BERLIN -- Statues of Lenin lie toppled in some of the remotest outposts of the former communist empire in Europe, but the Soviet Union's founder still dominates a busy downtown intersection in Germany's capital -- protected by an unlikely coalition of artists and working-class locals.
Never removed during the East German revolution, the 62-foot granite statue of Lenin originally became part of a quiet debate among historians about the future of 800 memorials to communist heroes in former East Germany. That calm ended, however, when western politicians began to insist on Lenin's removal, regardless of local opinion.
Now, many east Berliners defend the statue as part of their history.
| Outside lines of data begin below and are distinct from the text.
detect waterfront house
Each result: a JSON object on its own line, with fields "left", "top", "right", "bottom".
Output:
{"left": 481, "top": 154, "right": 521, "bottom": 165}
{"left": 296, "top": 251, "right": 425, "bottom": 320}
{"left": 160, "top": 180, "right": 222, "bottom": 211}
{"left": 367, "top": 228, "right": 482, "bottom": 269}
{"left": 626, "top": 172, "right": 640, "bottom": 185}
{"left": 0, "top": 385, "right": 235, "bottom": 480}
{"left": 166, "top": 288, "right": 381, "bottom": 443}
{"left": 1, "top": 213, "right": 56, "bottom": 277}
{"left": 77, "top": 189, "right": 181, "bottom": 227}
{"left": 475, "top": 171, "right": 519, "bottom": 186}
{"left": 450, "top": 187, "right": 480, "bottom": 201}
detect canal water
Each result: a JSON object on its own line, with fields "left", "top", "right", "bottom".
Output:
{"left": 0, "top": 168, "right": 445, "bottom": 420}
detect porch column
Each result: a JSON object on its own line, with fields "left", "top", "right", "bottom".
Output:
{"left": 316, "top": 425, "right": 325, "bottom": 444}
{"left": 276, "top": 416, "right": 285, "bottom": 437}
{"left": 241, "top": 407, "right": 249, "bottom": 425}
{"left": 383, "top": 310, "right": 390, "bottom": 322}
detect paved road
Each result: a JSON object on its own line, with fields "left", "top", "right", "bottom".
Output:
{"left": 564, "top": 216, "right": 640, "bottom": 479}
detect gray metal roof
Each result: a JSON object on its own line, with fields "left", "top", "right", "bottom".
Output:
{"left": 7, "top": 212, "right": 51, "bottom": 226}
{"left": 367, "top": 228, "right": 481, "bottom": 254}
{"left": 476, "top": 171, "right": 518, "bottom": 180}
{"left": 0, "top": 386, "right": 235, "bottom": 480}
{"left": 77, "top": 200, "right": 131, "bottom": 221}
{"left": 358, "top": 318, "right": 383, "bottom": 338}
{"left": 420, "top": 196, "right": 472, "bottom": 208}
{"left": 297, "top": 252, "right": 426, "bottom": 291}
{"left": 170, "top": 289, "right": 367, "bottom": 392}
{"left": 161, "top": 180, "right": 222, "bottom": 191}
They bristle at what they see as yet another decision being made about their lives by western politicians.
"It's not the greatest piece of artwork, but it doesn't hurt," said Ingrid Berg, 52, a secretary who lives in a nearby apartment. "And anyway, why do they have to destroy everything?"
Former East Germans feel overwhelmed by the transformations of the past year, which has seen everything from their money to their citizenship change, Mrs. Berg said. The prospect of losing a familiar landmark is one blow too many.
Everything that used to be ours is being destroyed," Mrs. Berg ** said.
This is a feeling shared by a surprising number of east Berliners, said Volker Hassemer, a Berlin City Council member from the conservative Christian Democratic Union who is in charge of city planning.
"I thought everyone would be happy to see Lenin removed and at least put in a museum," Mr. Hassemer said. ". . . I was surprised."
Although the local district council did agree to rename the square next year from Leninplatz [Lenin Square] to United Nations Platz, it voted against Lenin's removal. A thousand people living in the area have signed a petition calling for the statue toremain.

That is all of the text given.